ROCHESTER HILLS — Crittenton Hospital Medical Center officials are hoping to see the grand opening for their new 174,000-square-foot south tower in January 2014.
Crittenton has begun the final phase of its $20 million capital campaign — dubbed Every Square Matters — to help fund the five-story $65 million patient tower.
“Crittenton was built on a rich tradition of philanthropy when, in the 1960s, Howard McGregor donated his own family farm land to build Crittenton,” said Ashleigh Dunham, Crittenton corporate and foundation relations officer, during a June 10 presentation to the Rochester Hills City Council. “He led the first capital campaign for the hospital, as an outreach of Crittenton General in Detroit, in order to serve the rural community of Rochester.
“His campaign raised over $1 million, and included schools, businesses and members of the community,” Dunham said. “Fast forward 40 years later to our latest addition, the new south tower, which will provide 87 private patient rooms with smart-room technology and innovative nursing stations to continue our teaching program for nursing students from Rochester College and Oakland University. We will also have labs and centers for Wayne State University graduate medical residents.”
Crittenton Hospital is located on Walton Boulevard, east of Livernois Road. To date, the Crittenton capital construction campaign has raised more than $8 million, with an additional $2.5 million grant pending from the federal Health Resources and Services Administration for a nurse-training program to be housed in the tower.
Along with private rooms, the new tower will feature specialty floors for cardiac medicine, orthopedics and joint and spine care, and a pharmacy. A rooftop sanctuary will include a healing garden.

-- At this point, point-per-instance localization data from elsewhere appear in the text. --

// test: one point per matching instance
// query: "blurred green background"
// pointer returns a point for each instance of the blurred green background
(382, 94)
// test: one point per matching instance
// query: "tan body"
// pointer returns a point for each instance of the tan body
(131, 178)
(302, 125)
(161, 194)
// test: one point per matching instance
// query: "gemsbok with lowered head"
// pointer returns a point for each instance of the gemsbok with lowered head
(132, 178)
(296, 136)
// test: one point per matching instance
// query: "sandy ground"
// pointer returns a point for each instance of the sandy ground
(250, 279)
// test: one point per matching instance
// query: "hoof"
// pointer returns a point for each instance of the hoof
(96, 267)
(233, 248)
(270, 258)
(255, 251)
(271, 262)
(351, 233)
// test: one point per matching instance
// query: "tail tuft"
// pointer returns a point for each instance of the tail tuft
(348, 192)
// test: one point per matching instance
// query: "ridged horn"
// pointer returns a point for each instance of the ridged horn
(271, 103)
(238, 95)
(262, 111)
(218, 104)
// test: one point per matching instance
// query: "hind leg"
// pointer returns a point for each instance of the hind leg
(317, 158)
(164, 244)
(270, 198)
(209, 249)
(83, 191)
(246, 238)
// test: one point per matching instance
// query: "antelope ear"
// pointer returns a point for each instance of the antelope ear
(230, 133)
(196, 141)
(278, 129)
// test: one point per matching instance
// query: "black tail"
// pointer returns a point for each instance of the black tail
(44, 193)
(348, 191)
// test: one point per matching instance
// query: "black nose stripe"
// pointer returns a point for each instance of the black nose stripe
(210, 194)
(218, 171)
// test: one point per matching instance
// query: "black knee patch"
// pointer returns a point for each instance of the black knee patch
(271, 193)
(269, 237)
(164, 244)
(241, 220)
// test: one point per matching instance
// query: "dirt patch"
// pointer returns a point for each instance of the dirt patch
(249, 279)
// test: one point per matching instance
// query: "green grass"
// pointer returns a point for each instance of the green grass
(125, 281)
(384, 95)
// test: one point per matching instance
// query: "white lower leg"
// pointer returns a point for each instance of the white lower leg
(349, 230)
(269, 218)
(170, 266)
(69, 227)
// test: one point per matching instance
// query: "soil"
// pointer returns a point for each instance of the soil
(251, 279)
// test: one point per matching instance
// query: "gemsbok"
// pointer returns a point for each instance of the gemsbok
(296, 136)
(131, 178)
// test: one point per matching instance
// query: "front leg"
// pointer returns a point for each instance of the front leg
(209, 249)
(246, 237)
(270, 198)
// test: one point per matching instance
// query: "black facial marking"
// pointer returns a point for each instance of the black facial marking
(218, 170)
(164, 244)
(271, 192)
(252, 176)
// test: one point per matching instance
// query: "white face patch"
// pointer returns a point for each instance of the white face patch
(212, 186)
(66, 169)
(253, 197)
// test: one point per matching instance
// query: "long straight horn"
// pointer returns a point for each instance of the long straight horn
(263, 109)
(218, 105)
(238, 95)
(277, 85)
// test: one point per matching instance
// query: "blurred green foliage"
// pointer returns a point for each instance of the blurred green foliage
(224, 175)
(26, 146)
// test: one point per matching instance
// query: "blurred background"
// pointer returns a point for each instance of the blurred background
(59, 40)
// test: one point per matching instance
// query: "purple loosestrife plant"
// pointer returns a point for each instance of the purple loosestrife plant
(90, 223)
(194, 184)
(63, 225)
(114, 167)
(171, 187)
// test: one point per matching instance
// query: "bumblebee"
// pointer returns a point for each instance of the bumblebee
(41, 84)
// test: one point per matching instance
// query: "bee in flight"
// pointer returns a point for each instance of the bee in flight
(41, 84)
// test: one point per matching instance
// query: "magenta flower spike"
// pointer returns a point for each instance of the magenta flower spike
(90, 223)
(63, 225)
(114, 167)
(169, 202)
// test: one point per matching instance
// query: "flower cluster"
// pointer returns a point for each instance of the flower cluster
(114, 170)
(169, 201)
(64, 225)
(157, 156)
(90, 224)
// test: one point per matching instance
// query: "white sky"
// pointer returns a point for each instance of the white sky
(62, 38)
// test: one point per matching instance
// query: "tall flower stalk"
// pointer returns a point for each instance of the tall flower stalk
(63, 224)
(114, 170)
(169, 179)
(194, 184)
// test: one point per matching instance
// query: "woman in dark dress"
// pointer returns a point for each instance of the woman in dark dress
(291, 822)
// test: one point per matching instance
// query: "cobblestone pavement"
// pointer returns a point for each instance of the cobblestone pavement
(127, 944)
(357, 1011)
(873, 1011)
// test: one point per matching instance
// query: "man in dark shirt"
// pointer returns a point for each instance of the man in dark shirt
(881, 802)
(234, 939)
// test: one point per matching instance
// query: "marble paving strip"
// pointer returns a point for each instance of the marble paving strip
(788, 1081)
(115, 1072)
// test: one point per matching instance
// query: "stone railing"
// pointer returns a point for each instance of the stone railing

The entire project is designed to be an environmentally friendly structure, Dunham said.
An innovative team effort has delivered lower construction costs.
“We are using integrated project delivery, a collaborative practice drawing the architect, builders and key subcontractors in from the project’s inception — one contract, one team,” she said.
The system has resulted in a construction cost of $300 per square foot. “That is lower than the health care average of $500 per square foot,” Dunham said. “The building project is being endorsed with a best practice endorsement by Gov. Rick Snyder.”
“Obviously, a strong hospital is part of a strong community,” said Rochester Hills City Council President Greg Hooper.